Hints at the idea that the cell is the basic component of living organisms emerged well before 1838-39, which was when the cell theory was officially formulated. Cells were not seen as undifferentiated structures. Some cellular components, such as the nucleus, had been visualized, and the occurrence of these structures in cells of different tissues and organisms hinted at the possibility that cells of similar organization might underlie all living matter.
The abbot Felice Fontana (1730-1805) glimpsed the nucleus in epithelial cells in 1781, but this structure had probably been observed in animal and plant cells in the first decades of the eighteenth century7, 10. The Scottish botanist Robert Brown (1773-1858) was the first to recognize the nucleus (a term that he introduced) as an essential constituent of living cells (1831). In the leaves of orchids Brown observed "a single circular areola, generally somewhat more opake than the membrane of the cell... This areola, or nucleus of the cell as perhaps it might be termed, is not confined to the epidermis, being also found not only in the pubescence of the surface... but in many cases in the parenchyma or internal cells of the tissue"11. Brown recognized the general occurrence of the nucleus in these cells and apparently thought of the organization of the plant in terms of cellular constituents.
Meanwhile, technical improvements in microscopy were being made. The principal drawback of microscopes since van Leeuwenhoek's time was what we now call 'chromatic aberration', which diminishes the resolution power of the instrument at high magnifications. Only in the 1830s were achromatic microscopes introduced, allowing more precise histological observations. Improvements were also made in tissue-preservation and -treating techniques.

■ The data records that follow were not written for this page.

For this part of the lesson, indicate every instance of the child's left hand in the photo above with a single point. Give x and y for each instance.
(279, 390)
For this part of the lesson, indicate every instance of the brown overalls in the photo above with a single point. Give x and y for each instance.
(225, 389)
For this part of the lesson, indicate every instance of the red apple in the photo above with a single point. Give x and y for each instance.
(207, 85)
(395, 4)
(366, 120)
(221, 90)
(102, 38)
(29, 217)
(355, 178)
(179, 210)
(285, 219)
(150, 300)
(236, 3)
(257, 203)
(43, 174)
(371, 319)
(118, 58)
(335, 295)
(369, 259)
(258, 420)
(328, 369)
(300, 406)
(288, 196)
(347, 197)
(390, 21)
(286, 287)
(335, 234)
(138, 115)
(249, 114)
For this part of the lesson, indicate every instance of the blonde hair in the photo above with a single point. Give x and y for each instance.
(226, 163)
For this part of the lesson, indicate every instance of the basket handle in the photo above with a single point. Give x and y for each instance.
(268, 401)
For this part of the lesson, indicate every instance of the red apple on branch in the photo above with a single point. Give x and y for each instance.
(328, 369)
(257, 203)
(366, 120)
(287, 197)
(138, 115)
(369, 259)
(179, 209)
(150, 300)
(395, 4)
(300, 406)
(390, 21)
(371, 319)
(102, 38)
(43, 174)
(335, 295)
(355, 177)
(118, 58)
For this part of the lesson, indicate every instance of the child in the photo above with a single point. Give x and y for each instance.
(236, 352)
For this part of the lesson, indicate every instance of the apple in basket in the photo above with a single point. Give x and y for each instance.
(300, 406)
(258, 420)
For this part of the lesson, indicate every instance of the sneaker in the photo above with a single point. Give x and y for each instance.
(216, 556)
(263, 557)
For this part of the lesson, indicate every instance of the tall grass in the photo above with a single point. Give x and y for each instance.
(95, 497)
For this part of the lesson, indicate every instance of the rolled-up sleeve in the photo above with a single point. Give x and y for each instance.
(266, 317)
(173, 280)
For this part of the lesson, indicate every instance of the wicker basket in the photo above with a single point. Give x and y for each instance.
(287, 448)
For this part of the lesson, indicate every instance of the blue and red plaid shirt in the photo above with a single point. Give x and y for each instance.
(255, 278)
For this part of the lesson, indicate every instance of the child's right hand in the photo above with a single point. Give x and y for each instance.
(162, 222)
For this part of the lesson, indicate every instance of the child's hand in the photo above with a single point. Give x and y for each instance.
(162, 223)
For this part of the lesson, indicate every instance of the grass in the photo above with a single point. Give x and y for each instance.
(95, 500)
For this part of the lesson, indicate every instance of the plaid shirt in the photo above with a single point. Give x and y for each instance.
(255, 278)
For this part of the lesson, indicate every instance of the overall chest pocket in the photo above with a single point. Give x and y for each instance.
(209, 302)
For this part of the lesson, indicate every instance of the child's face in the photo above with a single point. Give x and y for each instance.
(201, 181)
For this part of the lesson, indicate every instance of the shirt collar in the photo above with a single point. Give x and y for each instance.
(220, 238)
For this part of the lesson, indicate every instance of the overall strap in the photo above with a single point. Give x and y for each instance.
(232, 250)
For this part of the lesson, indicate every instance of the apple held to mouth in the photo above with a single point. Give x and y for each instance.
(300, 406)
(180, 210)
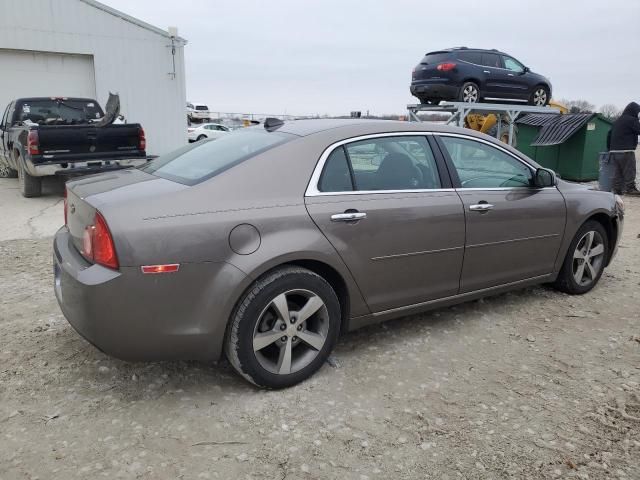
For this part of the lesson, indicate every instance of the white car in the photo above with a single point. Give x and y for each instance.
(198, 111)
(206, 130)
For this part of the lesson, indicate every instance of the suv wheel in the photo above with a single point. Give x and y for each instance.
(284, 328)
(585, 260)
(539, 97)
(469, 93)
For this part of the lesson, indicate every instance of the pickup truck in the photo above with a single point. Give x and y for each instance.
(44, 136)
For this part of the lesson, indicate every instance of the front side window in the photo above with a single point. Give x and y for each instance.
(200, 161)
(482, 166)
(512, 64)
(386, 163)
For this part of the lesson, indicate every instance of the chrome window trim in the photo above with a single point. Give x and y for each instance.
(312, 186)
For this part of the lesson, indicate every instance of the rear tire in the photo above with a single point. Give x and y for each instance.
(539, 97)
(6, 171)
(469, 93)
(29, 186)
(585, 260)
(272, 351)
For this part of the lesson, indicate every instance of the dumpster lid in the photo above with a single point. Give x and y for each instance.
(556, 129)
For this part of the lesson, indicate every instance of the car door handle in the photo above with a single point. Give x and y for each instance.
(481, 207)
(348, 217)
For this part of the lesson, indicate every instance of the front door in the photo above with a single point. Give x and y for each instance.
(514, 230)
(396, 224)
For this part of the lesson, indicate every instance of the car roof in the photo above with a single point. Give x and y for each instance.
(37, 99)
(362, 126)
(467, 49)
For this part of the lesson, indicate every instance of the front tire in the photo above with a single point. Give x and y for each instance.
(284, 328)
(29, 186)
(539, 97)
(469, 93)
(585, 260)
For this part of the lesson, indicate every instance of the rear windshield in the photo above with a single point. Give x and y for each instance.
(195, 163)
(435, 57)
(58, 111)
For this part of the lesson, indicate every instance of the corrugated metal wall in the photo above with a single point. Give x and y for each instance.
(128, 59)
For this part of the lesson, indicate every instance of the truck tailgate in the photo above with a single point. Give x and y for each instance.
(69, 142)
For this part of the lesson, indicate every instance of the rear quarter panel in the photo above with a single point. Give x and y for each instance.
(582, 202)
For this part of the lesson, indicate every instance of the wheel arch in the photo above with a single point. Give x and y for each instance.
(335, 279)
(609, 226)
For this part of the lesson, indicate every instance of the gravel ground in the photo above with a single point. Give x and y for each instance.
(531, 384)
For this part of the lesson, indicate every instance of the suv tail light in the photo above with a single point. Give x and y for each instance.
(97, 243)
(142, 140)
(33, 142)
(446, 67)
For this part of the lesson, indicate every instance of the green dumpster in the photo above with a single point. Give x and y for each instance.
(569, 144)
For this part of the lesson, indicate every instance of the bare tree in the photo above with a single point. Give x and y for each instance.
(578, 106)
(610, 111)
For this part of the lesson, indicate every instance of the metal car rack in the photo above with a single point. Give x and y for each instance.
(460, 110)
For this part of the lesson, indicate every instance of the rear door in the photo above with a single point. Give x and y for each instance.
(391, 214)
(512, 78)
(513, 230)
(491, 66)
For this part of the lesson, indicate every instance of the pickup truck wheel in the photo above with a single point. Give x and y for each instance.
(29, 186)
(6, 171)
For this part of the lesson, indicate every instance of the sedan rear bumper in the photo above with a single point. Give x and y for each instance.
(133, 316)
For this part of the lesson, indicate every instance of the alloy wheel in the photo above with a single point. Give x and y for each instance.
(540, 97)
(470, 94)
(588, 258)
(291, 331)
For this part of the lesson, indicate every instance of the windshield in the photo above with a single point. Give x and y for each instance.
(58, 111)
(193, 164)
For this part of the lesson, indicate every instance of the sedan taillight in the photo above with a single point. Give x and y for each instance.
(97, 243)
(446, 67)
(142, 139)
(65, 205)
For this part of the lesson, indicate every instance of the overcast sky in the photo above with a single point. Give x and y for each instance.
(334, 56)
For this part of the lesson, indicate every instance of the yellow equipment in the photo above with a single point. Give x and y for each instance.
(483, 123)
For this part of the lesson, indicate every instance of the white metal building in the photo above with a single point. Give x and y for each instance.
(83, 48)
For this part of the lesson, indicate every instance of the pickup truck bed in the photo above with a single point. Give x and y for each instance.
(61, 136)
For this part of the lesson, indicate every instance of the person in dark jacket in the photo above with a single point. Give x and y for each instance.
(622, 142)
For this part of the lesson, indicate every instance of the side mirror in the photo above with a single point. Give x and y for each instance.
(544, 178)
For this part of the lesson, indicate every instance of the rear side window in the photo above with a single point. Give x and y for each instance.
(336, 176)
(471, 57)
(195, 163)
(491, 60)
(386, 163)
(512, 64)
(435, 57)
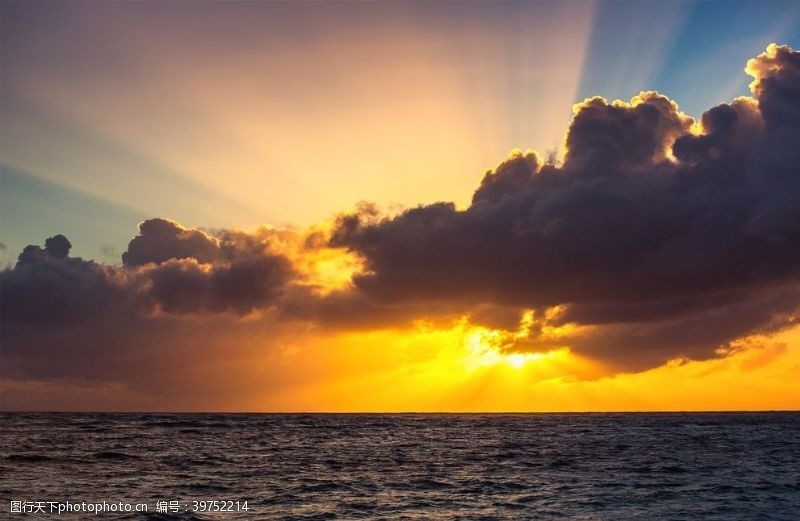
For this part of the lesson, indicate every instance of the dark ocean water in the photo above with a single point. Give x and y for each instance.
(298, 466)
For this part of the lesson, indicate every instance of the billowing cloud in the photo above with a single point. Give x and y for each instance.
(656, 237)
(660, 232)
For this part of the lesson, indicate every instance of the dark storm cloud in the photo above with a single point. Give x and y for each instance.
(167, 268)
(647, 226)
(656, 237)
(161, 239)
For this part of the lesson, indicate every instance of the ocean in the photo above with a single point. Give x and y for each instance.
(401, 466)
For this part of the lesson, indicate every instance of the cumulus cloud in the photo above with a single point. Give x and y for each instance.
(657, 236)
(656, 230)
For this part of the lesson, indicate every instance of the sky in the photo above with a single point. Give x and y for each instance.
(399, 206)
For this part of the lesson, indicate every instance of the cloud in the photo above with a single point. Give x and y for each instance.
(657, 236)
(161, 239)
(657, 231)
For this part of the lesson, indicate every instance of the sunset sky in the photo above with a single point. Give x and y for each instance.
(375, 206)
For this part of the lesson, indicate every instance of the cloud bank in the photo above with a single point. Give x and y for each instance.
(656, 237)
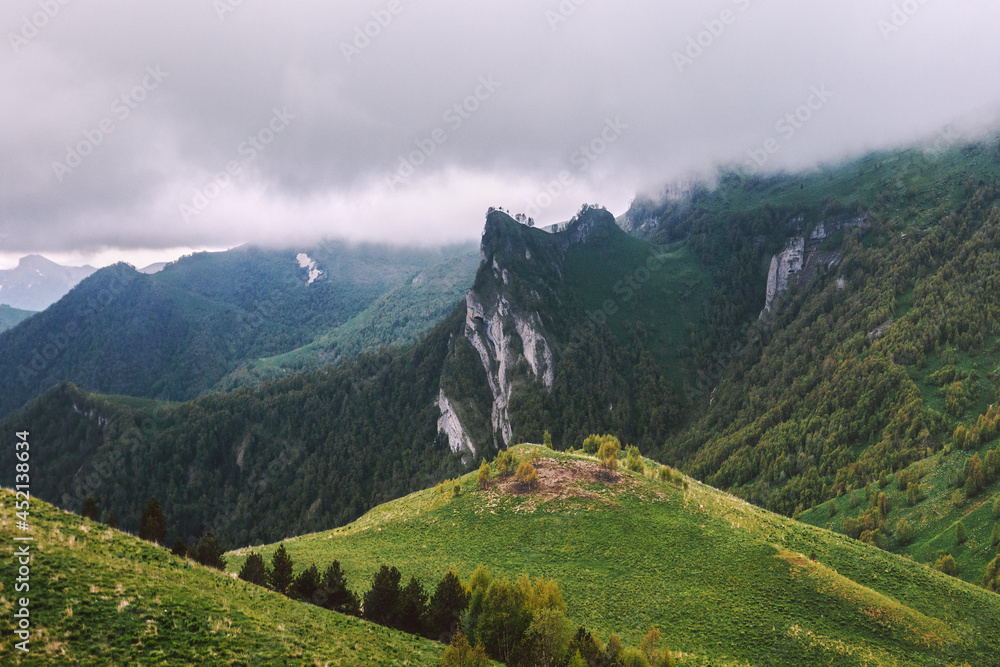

In 1838, the botanist Matthias Jakob Schleiden (1804-1881) suggested that every structural element of plants is composed of cells or their products12. The following year, a similar conclusion was elaborated for animals by the zoologist Theodor Schwann (1810-1882). He stated that "the elementary parts of all tissues are formed of cells" and that "there is one universal principle of development for the elementary parts of organisms... and this principle is in the formation of cells"13. The conclusions of Schleiden and Schwann are considered to represent the official formulation of 'cell theory' and their names are almost as closely linked to cell theory as are those of Watson and Crick with the structure of DNA4, 14.
According to Schleiden, however, the first phase of the generation of cells was the formation of a nucleus of "crystallization" within the intracellular substance (which he called the "cytoblast"), with subsequent progressive enlargement of such condensed material to become a new cell. This theory of 'free cell formation' was reminiscent of the old 'spontaneous generation' doctrine (although as an intracellular variant), but was refuted in the 1850s by Robert Remak (1815-1865), Rudolf Virchow (1821-1902) and Albert K?lliker (1817-1905) who showed that cells are formed through scission of pre-existing cells7. Virchow's aphorism omnis cellula e cellula (every cell from a pre-existing cell) thus became the basis of the theory of tissue formation, even if the mechanisms of nuclear division were not understood at the time.
Cell theory stimulated a reductionistic approach to biological problems and became the most general structural paradigm in biology. It emphasized the concept of the unity of life and brought about the concept of organisms as "republics of living elementary units"7.
As well as being the fundamental unit of life, the cell was also seen as the basic element of pathological processes. Diseases came to be considered (irrespective of the causative agent) as an alteration of cells in the organism. Virchow's Cellularpathologie was the most important pathogenic concept until, in this century, the theory of molecular pathology was developed.